This one-line addition causes the checker to propagate through RetrievingContext.options into every downstream call that receives KingfisherParsedOptionsInfo, including ImageCache.retrieveImage and retrieveImageInDiskCache.

Verification: Build succeeds. Existing tests pass — no behavioral change yet.

Step 3: Insert cancellation checks in retrieveImageInDiskCache

File: Sources/Cache/ImageCache.swift Location: Line 730-749, the loadingQueue.execute block in the internal retrieveImageInDiskCache

Change from:

swift
loadingQueue.execute {
    do {
        var image: KFCrossPlatformImage? = nil
        if let data = try self.diskStorage.value(
            forKey: computedKey,
            forcedExtension: options.forcedExtension,
            extendingExpiration: options.diskCacheAccessExtendingExpiration
        ) {
            image = options.cacheSerializer.image(with: data, options: options)
        }
        if options.backgroundDecode {
            image = image?.kf.decoded(scale: options.scaleFactor)
        }
        callbackQueue.execute { [image] in completionHandler(.success(image)) }
    } catch let error as KingfisherError {
        callbackQueue.execute { completionHandler(.failure(error)) }
    } catch {
        assertionFailure("The internal thrown error should be a `KingfisherError`.")
    }
}

To:

swift
loadingQueue.execute {
    // CHECK 1: For blocks queued behind others on the serial ioQueue,
    // the task is likely already stale by the time execution begins.
    if let checker = options.sourceTaskIdentifierChecker, !checker() {
        callbackQueue.execute { completionHandler(.success(nil)) }
        return
    }

    do {
        var image: KFCrossPlatformImage? = nil
        if let data = try self.diskStorage.value(
            forKey: computedKey,
            forcedExtension: options.forcedExtension,
            extendingExpiration: options.diskCacheAccessExtendingExpiration
        ) {
            // CHECK 2: Disk read completed, but deserialization has not started.
            // Catches staleness that occurred during a slow disk read.
            if let checker = options.sourceTaskIdentifierChecker, !checker() {
                callbackQueue.execute { completionHandler(.success(nil)) }
                return
            }
            image = options.cacheSerializer.image(with: data, options: options)
        }
        if options.backgroundDecode {
            image = image?.kf.decoded(scale: options.scaleFactor)
        }
        callbackQueue.execute { [image] in completionHandler(.success(image)) }
    } catch let error as KingfisherError {
        callbackQueue.execute { completionHandler(.failure(error)) }
    } catch {
        assertionFailure("The internal thrown error should be a `KingfisherError`.")
    }
}

Why two checks:

  • CHECK 1 fires for queued blocks whose task became stale while waiting. Skips both disk I/O and decode. This is the high-hit-rate path during fast scrolling.
  • CHECK 2 fires when disk read was slow (large file) and the task became stale during the read. Skips only decode.
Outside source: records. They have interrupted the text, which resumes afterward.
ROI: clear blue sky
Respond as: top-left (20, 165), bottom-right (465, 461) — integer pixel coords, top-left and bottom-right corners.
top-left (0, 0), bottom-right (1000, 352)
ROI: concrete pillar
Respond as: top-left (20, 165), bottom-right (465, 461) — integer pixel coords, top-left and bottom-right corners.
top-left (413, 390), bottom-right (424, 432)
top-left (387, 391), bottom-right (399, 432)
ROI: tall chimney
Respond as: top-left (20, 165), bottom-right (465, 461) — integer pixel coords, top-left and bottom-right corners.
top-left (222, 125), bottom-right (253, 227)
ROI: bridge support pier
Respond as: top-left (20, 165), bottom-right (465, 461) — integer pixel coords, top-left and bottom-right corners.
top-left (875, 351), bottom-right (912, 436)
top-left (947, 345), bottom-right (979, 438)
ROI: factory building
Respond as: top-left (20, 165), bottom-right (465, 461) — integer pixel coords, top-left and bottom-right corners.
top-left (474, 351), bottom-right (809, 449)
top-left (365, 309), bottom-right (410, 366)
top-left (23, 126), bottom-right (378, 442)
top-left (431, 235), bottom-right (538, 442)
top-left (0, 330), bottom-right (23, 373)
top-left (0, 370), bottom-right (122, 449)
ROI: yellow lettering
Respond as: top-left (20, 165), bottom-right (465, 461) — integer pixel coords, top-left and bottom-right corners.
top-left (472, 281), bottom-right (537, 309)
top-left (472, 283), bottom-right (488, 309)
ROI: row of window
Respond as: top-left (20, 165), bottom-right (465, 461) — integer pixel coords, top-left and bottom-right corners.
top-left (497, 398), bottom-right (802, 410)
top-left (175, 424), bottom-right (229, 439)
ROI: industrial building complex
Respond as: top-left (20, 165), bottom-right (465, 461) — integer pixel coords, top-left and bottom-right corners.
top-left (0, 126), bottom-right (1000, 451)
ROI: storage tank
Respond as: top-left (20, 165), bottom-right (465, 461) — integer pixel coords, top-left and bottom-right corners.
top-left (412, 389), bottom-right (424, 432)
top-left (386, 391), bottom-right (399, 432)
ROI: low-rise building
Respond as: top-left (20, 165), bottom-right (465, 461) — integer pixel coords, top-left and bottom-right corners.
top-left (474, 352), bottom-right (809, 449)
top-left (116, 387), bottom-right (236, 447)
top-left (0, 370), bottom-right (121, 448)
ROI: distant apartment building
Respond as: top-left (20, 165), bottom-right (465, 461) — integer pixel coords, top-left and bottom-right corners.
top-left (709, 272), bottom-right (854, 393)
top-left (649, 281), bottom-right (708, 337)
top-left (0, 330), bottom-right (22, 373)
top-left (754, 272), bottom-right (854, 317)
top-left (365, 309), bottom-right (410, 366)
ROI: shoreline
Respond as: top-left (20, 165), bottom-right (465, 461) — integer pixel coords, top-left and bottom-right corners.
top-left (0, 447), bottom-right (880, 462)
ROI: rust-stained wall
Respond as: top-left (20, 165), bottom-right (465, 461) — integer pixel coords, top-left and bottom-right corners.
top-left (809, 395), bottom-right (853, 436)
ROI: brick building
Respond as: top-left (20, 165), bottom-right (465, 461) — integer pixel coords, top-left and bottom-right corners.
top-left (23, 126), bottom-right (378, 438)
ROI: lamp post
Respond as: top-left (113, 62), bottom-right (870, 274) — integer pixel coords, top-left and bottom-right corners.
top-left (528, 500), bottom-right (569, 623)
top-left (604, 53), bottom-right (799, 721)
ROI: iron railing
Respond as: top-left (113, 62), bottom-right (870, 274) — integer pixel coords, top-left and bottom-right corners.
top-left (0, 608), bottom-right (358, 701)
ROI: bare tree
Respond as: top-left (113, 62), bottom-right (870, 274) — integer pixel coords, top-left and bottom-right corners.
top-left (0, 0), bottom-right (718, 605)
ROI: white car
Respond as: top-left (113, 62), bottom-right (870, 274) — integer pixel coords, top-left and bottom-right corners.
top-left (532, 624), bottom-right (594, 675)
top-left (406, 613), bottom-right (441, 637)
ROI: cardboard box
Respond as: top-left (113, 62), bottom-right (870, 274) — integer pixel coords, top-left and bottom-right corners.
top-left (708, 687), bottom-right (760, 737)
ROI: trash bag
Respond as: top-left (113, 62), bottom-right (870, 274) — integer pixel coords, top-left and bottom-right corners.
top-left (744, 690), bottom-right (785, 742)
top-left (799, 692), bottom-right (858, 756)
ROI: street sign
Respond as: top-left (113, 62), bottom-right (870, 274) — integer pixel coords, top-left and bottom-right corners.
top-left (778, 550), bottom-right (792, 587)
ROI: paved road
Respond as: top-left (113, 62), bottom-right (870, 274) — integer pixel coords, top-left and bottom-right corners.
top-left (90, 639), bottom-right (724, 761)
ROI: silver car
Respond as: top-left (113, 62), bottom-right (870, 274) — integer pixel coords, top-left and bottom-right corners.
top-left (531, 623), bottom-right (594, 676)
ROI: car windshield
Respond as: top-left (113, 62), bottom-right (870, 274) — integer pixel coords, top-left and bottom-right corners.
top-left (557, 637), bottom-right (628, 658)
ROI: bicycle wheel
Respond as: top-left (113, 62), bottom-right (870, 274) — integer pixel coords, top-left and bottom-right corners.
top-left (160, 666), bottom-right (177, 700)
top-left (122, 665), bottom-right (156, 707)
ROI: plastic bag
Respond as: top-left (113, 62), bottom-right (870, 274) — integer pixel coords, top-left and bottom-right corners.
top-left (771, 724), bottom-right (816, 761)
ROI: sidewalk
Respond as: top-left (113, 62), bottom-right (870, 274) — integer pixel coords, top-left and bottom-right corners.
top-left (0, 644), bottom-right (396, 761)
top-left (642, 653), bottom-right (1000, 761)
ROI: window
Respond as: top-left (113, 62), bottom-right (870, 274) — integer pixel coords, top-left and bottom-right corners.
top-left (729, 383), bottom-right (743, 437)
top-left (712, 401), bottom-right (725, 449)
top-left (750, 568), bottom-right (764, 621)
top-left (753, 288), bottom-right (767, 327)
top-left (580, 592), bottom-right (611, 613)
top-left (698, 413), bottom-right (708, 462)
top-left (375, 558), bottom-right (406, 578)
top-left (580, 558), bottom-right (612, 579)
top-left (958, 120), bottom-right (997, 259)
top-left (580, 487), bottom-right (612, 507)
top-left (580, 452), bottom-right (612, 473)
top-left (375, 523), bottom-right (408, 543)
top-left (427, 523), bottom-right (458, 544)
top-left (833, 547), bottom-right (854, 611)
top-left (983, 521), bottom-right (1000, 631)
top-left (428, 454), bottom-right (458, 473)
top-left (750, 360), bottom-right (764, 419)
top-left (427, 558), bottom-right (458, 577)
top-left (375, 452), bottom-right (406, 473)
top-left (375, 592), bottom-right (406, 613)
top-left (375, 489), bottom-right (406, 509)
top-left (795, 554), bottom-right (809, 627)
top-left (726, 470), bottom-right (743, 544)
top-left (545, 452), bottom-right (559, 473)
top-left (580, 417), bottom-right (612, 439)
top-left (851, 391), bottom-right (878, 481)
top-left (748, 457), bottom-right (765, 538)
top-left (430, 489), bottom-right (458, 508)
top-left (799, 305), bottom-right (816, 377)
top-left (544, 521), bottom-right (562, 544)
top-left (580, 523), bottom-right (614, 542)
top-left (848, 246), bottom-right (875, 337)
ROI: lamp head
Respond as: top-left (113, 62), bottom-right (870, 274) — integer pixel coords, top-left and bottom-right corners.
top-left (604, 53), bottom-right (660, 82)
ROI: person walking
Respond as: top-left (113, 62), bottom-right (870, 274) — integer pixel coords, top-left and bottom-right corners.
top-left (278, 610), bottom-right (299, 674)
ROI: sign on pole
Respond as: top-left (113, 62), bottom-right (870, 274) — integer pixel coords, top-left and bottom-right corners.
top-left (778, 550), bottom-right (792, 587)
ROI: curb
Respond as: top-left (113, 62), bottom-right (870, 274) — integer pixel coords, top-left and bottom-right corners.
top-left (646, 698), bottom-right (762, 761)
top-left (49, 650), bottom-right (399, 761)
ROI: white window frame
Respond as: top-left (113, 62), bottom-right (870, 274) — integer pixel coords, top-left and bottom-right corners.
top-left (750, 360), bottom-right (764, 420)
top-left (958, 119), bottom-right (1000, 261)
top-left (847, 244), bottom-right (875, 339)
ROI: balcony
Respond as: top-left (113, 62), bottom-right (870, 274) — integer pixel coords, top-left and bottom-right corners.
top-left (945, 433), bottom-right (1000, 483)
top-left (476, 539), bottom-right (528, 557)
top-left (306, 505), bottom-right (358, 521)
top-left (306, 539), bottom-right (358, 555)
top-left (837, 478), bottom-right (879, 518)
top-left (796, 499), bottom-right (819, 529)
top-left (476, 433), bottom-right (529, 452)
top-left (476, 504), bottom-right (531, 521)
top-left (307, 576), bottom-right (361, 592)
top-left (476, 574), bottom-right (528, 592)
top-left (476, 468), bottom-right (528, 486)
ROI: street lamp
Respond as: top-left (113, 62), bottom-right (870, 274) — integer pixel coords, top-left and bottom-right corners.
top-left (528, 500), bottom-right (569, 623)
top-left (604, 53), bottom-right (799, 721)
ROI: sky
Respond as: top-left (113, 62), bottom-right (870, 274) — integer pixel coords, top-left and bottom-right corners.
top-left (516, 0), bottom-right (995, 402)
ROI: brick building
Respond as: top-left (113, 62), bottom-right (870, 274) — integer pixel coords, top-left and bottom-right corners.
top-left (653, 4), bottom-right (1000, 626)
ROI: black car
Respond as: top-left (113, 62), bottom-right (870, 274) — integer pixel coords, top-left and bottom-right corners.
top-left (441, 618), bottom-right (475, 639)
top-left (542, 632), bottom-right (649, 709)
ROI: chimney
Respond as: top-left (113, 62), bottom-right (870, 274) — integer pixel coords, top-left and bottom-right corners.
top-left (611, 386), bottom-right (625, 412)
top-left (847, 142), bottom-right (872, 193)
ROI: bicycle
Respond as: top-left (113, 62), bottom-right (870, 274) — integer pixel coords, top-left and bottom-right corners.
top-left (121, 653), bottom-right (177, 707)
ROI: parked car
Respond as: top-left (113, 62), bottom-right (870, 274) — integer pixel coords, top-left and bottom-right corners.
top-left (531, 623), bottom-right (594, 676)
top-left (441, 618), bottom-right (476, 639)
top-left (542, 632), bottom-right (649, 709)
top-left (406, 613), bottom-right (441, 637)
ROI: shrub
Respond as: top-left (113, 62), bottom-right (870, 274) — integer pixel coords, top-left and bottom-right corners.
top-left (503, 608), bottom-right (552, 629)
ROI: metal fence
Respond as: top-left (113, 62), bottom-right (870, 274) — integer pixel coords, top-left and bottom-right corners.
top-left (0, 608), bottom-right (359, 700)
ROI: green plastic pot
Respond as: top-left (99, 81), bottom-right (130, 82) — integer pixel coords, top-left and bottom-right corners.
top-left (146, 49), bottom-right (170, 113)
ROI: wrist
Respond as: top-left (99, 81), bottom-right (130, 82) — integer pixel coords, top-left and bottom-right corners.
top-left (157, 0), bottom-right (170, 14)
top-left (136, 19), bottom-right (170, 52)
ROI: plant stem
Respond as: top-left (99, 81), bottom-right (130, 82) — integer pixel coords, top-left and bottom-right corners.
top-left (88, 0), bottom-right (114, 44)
Verification: Build succeeds. Test with a fast-scrolling collection view and Instruments to confirm decode skipping.

Step 4: Prevent spurious download in retrieveImageFromCache path 2

File: Sources/General/KingfisherManager.swift Location: Line 724-738, inside the originalCache.retrieveImage callback in retrieveImageFromCache

Change from:

swift
result.match(
    onSuccess: { cacheResult in
        guard let image = cacheResult.image else {
            if options.onlyFromCache {
                let error = KingfisherError.cacheError(reason: .imageNotExisting(key: key))
                options.callbackQueue.execute { completionHandler?(.failure(error)) }
            } else {
                let task = self.loadAndCacheImage(
                    source: source,
                    context: context,
                    completionHandler: completionHandler
                )
                downloadTaskUpdated?(task?.value)
            }
            return
        }

To:

swift
result.match(
    onSuccess: { cacheResult in
        guard let image = cacheResult.image else {
            // If the task is stale (cancelled by a newer setImage call),
            // report cache miss instead of triggering a network download.
            if let checker = options.sourceTaskIdentifierChecker, !checker() {
                let error = KingfisherError.cacheError(reason: .imageNotExisting(key: key))
                options.callbackQueue.execute { completionHandler?(.failure(error)) }
                return
            }

            if options.onlyFromCache {
                let error = KingfisherError.cacheError(reason: .imageNotExisting(key: key))
                options.callbackQueue.execute { completionHandler?(.failure(error)) }
            } else {
                let task = self.loadAndCacheImage(
                    source: source,
                    context: context,
                    completionHandler: completionHandler
                )
                downloadTaskUpdated?(task?.value)
            }
            return
        }

Why this is needed: Path 2 handles original-image fallback with custom processors. When the original image's decode is skipped (returning .none), the existing code falls through to loadAndCacheImage, triggering a network download. The check prevents this wasted request while still calling completionHandler to preserve the contract.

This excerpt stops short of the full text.